The console outputs usually just say that fetching from git failed, but sometimes contain other unusual errors.
The system log for jenkins reports
java.lang.OutOfMemoryError: unable to create new native thread
I was able to get a heap dump but due to the potential inclusion of sensitive data cannot post it.
In VisualVM analysis of the heap dump, I noticed that there are almost 1000 instances of AgentServer and AgentServer$1. The threads don't show up in the thread monitor, but are still referenced somehow.
Unfortunately the parent references are numerous and hard to decipher.
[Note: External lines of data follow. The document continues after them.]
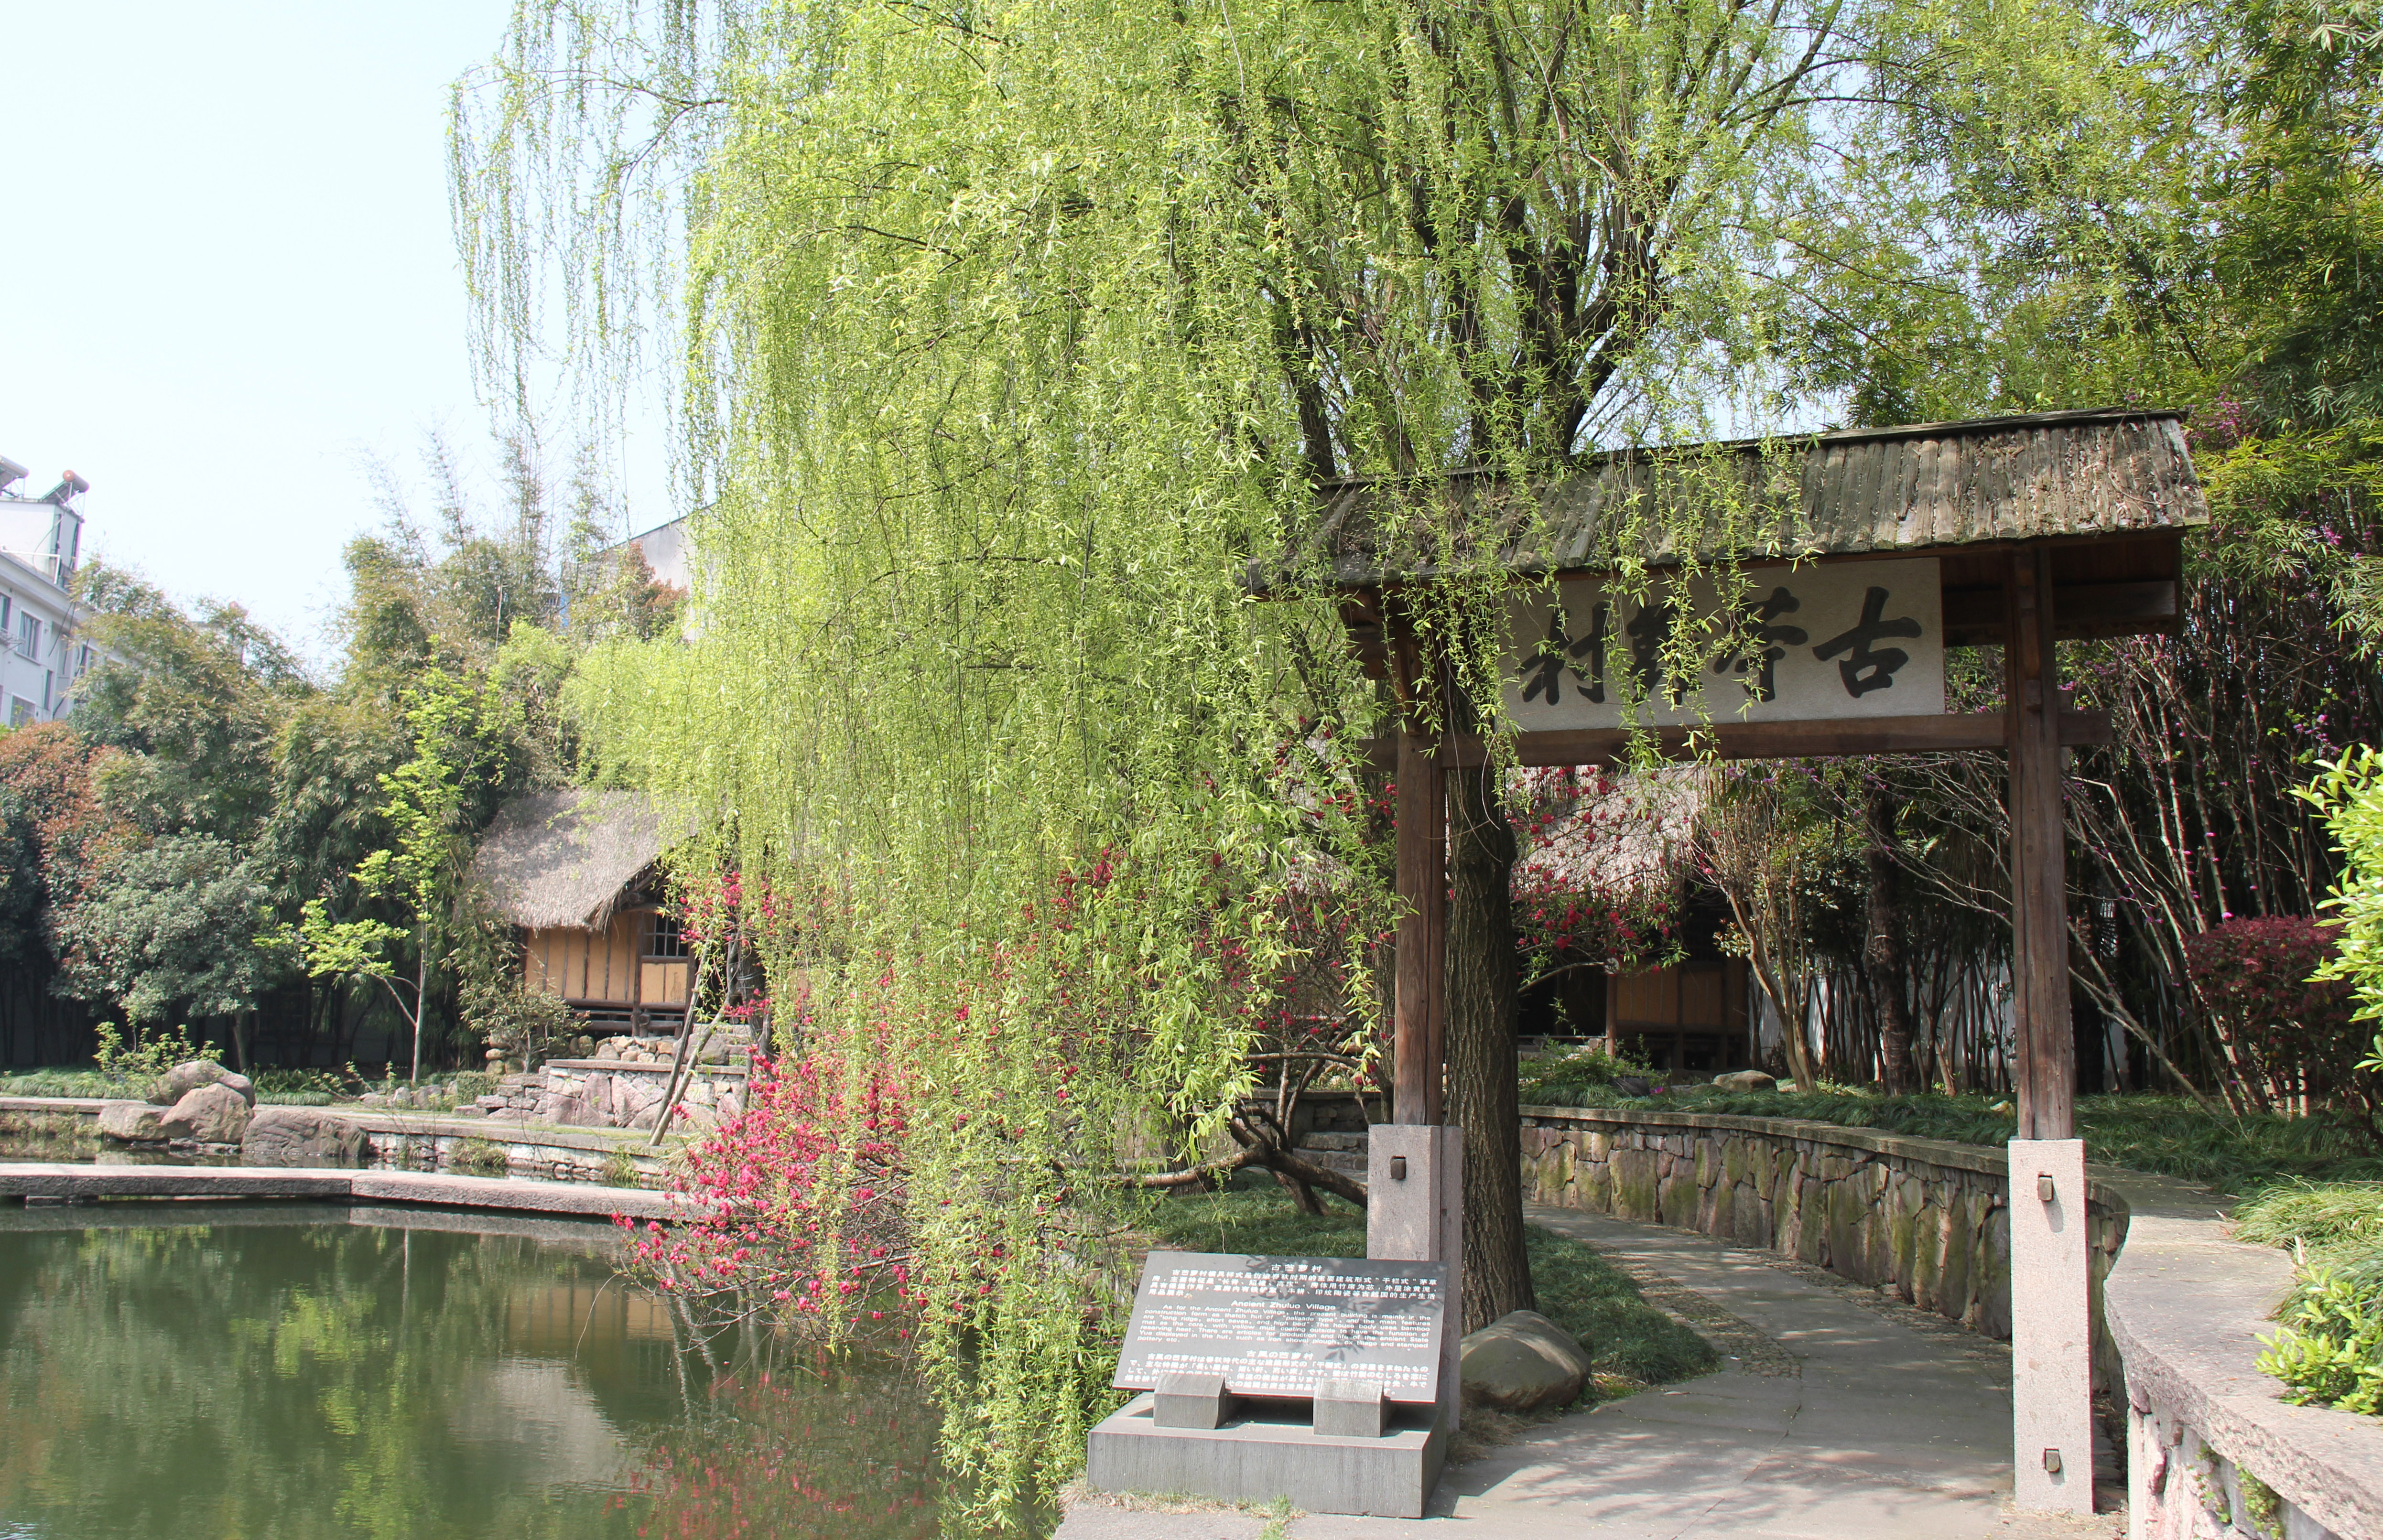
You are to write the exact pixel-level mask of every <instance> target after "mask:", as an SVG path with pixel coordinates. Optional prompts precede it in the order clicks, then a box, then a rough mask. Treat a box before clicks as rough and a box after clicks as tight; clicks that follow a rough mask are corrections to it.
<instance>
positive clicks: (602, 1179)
mask: <svg viewBox="0 0 2383 1540" xmlns="http://www.w3.org/2000/svg"><path fill="white" fill-rule="evenodd" d="M336 1111H338V1116H341V1118H346V1120H348V1123H355V1125H357V1128H362V1130H365V1163H367V1166H372V1168H374V1170H474V1173H477V1175H522V1178H539V1180H548V1182H608V1185H627V1178H629V1175H631V1173H634V1175H636V1185H639V1187H660V1185H662V1182H665V1178H667V1159H670V1156H667V1151H665V1154H651V1151H648V1149H646V1140H643V1137H641V1135H639V1137H622V1135H610V1137H608V1135H601V1132H565V1130H560V1128H524V1125H519V1123H496V1120H484V1118H443V1116H424V1113H417V1116H405V1113H357V1111H353V1109H336ZM496 1161H503V1170H498V1168H496Z"/></svg>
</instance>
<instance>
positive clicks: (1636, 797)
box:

The proximate parent is the ThreadGroup.threads array in the main ThreadGroup instance. This seems unlikely to be the true root cause.
I also noticed about the same number of ThreadLocalMap instances, so the leak may be related to incorrect use of ThreadLocal.
Attached a screenshot of the AgentServer$1 instances in VisualVM, and the jenkins system log.
Please let me know if there is any other analysis I can provide.
I am entering this bug as blocker because I don't currently have a workaround. I am using jenkins in conjunction with an external php application that needs to post jobs to the jenkins build queue. Therefore, in order to workaround, I need to implement a controlled shutdown process and restart jenkins at a daily or semi-daily interval. This will ultimately require the calling application to retry, which is probably a good idea anyway, but is not yet implemented.